Ugly Growth. (And The Witness That Cheers It On)
For about 2 years, I have been hiking regularly when I need to enjoy the outdoors. Not want, need. I suppose I do not look like the typical hiker, as I am morbidly obese, wear ridiculously bright colors (not that hunter's orange though...no thank you) and am typically sporting a pink flower in my hair. There are days I track my miles but more often than not (and this drives the 'real' hikers' who care about stats absolutely bonkers) I don't. I have never much cared for statistics or numbers, well tracking them anyway. Instead, I just hike until my soul starts to heal. Or on the days I need it, I hike until I can feel my soul bleeding. Although I may not necessarily fit into the visual interpretation of what a hiker should look like my soul absolutely does. My soul matches the text book definition of what a hiker "is". My heart beats a little faster when a friend or acquaintance mentions taking on a new trail, my mouth smiles the biggest , showing off my spaced teeth, when I get to plan a short weekend trip being lost in nature, and my nerdy eyes shine brightest when I can feel the comfortable ache in my thighs after being out all day.
When I am in the woods, or on a trail, I find that I can pray easier. I can reflect easier. I can meditate like I cannot any other place. The leafy chaperones that tower over me and who watch the sweat bead down my round face must provide me this unspoken grace which allows me to be brutally honest and open with myself.
Maybe, I can connect with my spiritual self the best in nature because it is with every step I take-I take in nature, I challenge myself and my only witness (besides the rare occurrences I am hiking with someone) to the transformation of myself is nature. Nature has observed me give up after half a mile and want to cry. She has watched me fall, hard and curse ugly words. She has lovingly witnessed me take a moment to watch the leaves dance their final descent to the colorful forest floor. She has watched me pick myself up in the creek, and on the icy snow...and over branches or roots...and my own feet and choose to keep going. She has noticed that I chose to keep going especially....when I wanted to quit.
I find myself believing, that when you allow yourself to be open, ugly and raw with yourself or others around you, you can grow like you never thought possible.
In nature, I can pray freely, I can meditate, I can become lost because I have no fear of looking silly or stupid because it is a place where I have been found. I know that is my time to confess, ask for guidance or throw up some praise because I can feel my heart at peace.
On the last day my mom was coherent in this world, she asked me to take her to my favorite place on earth. I obliged and took her to the state park, PJ Hoffmaster, where I find myself hitting the trails quite often. We sat in the parking lot because she was too unstable on her feet, even when transferring her to a wheelchair or walker, so, we perched in my car watching people come off the trails, a little tired but still smiling or saw those just hitting the trails with an unbridled enthusiasm.

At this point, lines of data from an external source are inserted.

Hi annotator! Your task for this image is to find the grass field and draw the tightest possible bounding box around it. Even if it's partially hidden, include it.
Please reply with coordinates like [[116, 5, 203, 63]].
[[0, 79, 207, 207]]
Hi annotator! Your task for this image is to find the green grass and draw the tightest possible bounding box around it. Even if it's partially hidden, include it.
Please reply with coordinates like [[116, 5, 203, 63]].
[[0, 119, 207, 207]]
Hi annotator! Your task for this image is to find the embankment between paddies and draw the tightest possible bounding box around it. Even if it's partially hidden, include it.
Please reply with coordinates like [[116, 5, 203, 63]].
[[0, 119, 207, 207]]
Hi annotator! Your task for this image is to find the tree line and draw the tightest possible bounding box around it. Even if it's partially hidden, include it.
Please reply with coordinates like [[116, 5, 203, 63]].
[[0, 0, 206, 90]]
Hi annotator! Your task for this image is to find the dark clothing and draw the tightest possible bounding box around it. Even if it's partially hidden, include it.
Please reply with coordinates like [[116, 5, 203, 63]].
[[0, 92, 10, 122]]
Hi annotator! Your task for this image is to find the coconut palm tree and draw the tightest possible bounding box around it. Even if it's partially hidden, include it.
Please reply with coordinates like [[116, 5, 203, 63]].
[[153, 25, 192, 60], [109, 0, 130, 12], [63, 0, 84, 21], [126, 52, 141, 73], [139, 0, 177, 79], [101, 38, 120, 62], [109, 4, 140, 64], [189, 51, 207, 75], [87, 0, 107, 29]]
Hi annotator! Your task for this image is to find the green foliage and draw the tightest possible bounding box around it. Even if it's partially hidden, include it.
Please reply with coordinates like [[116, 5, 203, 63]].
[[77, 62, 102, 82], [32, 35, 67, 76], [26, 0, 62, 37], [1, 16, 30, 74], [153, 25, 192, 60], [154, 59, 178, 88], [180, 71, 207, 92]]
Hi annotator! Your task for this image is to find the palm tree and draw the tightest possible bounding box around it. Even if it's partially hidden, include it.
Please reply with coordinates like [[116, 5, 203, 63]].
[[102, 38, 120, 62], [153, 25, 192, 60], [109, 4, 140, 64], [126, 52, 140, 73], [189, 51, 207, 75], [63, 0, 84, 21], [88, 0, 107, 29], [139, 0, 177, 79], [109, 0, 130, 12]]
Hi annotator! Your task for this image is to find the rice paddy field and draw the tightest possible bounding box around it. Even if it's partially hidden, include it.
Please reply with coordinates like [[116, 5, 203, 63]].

She turned to me and quietly said, "I get it, kid. It's your challenge, it's your thing you gotta do it. You can't stand it when you don't do it, right?".
I really couldn't say anything, because in that moment she saw me. She was my mom. She was my friend. She was nature. She understood, she accepted that I was a weirdo who liked to walk and pray in the middle of the woods. So I just nodded my head. She was right, but to be fair, she often was. I cannot stand when I do not hike. When I was recovering from surgery and had to wait to get cleared by the surgeon and team I was chomping at the bit. Hiking is more than just traipsing over leaves and branches, it is trekking to a new me.

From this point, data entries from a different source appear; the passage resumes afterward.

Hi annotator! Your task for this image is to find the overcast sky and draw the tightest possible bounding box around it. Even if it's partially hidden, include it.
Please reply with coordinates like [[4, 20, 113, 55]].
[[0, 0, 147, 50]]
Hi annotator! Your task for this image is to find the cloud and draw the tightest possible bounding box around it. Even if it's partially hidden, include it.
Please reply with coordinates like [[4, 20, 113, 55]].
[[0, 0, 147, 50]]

There are many things in this life I am unqualified to do and giving advice is one of them. I am of the belief that it is better to listen and let people figure out what is right for their hearts than to shove your agenda or ideals down their throats-with the exception if they are going to harm themselves or someone else in their lives. Well, tonite, I am breaking my own rule of not giving advice.
Don't be scared to admit what makes you happy. If you find something that lights your heart on fire and it leads you down weird paths of self-discovery and you feel nerdy and wonky...chances are you are doing something darn right. Growth, is not comfortable. Growth, is not pretty. Growth, is hideous. It hurts, it sucks, it changes you. Once in a while you will get lucky and have that person who stands by your side, their eyes misty, nodding because they understand why you have to do something.

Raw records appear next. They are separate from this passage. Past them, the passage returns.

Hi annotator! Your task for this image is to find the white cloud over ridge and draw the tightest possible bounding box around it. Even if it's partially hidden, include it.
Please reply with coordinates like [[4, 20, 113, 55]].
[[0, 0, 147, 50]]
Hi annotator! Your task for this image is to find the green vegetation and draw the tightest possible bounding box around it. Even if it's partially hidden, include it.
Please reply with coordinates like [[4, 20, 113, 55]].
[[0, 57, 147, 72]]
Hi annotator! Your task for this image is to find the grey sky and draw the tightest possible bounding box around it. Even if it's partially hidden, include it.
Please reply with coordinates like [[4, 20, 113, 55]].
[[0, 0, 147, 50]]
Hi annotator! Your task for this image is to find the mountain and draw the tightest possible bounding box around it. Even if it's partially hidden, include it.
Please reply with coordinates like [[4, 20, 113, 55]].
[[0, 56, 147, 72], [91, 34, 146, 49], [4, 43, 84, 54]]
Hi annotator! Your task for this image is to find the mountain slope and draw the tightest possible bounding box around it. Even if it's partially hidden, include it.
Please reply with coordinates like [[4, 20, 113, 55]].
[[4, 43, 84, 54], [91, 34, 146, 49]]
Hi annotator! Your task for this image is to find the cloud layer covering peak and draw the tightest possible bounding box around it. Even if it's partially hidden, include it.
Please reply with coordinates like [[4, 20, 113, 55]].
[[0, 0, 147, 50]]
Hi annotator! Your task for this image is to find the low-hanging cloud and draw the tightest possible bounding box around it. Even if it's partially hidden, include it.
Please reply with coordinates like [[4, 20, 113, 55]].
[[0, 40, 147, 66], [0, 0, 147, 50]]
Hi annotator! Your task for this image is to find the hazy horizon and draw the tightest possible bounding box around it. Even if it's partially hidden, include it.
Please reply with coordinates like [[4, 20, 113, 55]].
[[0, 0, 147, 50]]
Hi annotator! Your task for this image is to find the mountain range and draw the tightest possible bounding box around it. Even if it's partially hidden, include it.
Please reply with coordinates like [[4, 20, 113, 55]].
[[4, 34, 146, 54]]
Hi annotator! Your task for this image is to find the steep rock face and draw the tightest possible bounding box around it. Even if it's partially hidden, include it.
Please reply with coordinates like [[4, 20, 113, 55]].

But more often than not? You will have people who just don't get it. If you find yourself worried about what other people are thinking of your changes you are wasting precious time. There is no reason to care because, well, it is your life. Your life. YOUR LIFE. There will be supporters in your corner and people who will just never understand, and it is not your job to make them understand. Your one and only commitment, is to be true to yourself. Don't be afraid to hike your own hike friends, you have no clue where it can take you.